In this song, a duet with Emmylou Harris which was written at a corner table in the Greenwich Village Other End nightclub in the summer of 1975, the singer is having a transient relationship with a girl from a family of gypsies.

He finds her intoxicating ("Your breath is sweet. Your eyes are like two jewels in the sky") but she does not return his affection because, it appears, she doesn't give her allegiance to any man.

He's about to leave her to "go to the valley below" (wherever that is) and they're pausing before he leaves, (ergo, the titled "cup of coffee"). He finds her desirable but incomprehensible ("... your heart is like an ocean, mysterious and dark").

Dylan seems to have an unusual talent for idolizing a woman in one line then criticizing her, sometimes sarcastically, in the next.

Oh Sister

How do you use God to court a girl? Dylan shows you how. Invoke the Big Man's name in your cause, implying that He would disapprove if she rejects you.

Heck, suggest that it might even be dangerous for her to cause you sorrow if He's watching. This never worked for me. Guys, I wish you better luck.

Romance in Durango

This lazy, laid back, South-of-the-border ballad is tantalizing but a bit ambiguous. He and his young lover are on the run in Mexico because he killed a man.

He doesn't explain why or what the circumstances are but he's matter of fact about the whole thing ("... what's done is done"). He's optimistic about his chances of escape and is vividly imagining how, once they've escaped, there will be drinking and celebration.

He intends to marry her in the local church. But at the last minute he's shot. He implores his love to take his gun, aim and fire where the bullet appears to have come from. Dylan leaves it up in the air whether he lives or dies, or what her fate is.

Black Diamond Bay

This song is definitely coming in from left field. A cast of colorful characters are going about their business at a tiny Island resort while, unbeknownst to them, a nearby volcano is about to blow its top.

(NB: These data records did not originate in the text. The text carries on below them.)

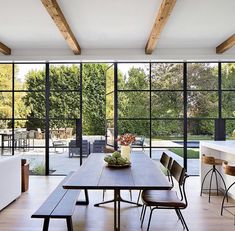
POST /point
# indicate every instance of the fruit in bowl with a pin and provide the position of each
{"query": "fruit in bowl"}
(116, 160)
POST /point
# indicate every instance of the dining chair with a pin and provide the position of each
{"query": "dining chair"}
(230, 171)
(166, 162)
(211, 161)
(168, 199)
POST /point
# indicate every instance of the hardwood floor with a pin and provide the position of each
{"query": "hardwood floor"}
(200, 215)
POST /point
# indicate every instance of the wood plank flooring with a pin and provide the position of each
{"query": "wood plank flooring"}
(200, 215)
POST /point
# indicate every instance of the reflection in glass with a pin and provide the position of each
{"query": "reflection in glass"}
(5, 105)
(228, 104)
(228, 75)
(167, 133)
(5, 77)
(167, 76)
(133, 76)
(202, 104)
(133, 104)
(167, 104)
(30, 77)
(202, 76)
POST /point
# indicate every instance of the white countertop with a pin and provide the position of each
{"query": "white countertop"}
(223, 146)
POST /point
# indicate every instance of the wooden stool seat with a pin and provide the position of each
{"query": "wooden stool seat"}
(210, 160)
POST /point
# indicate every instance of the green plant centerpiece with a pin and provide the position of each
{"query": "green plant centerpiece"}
(116, 160)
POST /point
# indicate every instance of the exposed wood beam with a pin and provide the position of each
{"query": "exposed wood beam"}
(227, 44)
(161, 19)
(57, 15)
(4, 49)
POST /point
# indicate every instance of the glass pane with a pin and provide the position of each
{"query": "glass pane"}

Futility is everywhere. The casino is running full blast as one fellow with terrible luck finally wins it big but he doesn't realize that soon there'll be no place to spend his spectacular winnings.

A foreigner is busy composing his suicide note preparing to hang himself in dramatic fashion even though the volcano will soon obviate his efforts. A soldier proposes to a lovely lady just before lava insures that neither will ever have a life, together or separately.

And as a dull finale to it all the narrator (Dylan in a state of ennui, perhaps?) in the final verse watches news coverage of the complete and total destruction.

Is he affected by all this catastrophic loss of life? No. He simply turns the TV off, dismisses the story as insignificant, helps himself to a beer and laments that he was never going to go that particular Island anyway.

Sara

Dylan had written many oblique songs about his failed marriage to Sara Lowndes. This time, for once, he addresses her directly and candidly. She was even in the studio as he recorded it.

In the song he praises her as he loses her, finally pleading with her not to go. Simple, direct, straightforward and heart-wrenching. She filed for divorce a year later in March, 1977.

Bob Dylan wouldn't make another album like "Desire" for years to come. Rolling Stone would eventually rank it #174 on its list of the 500 greatest albums of all time.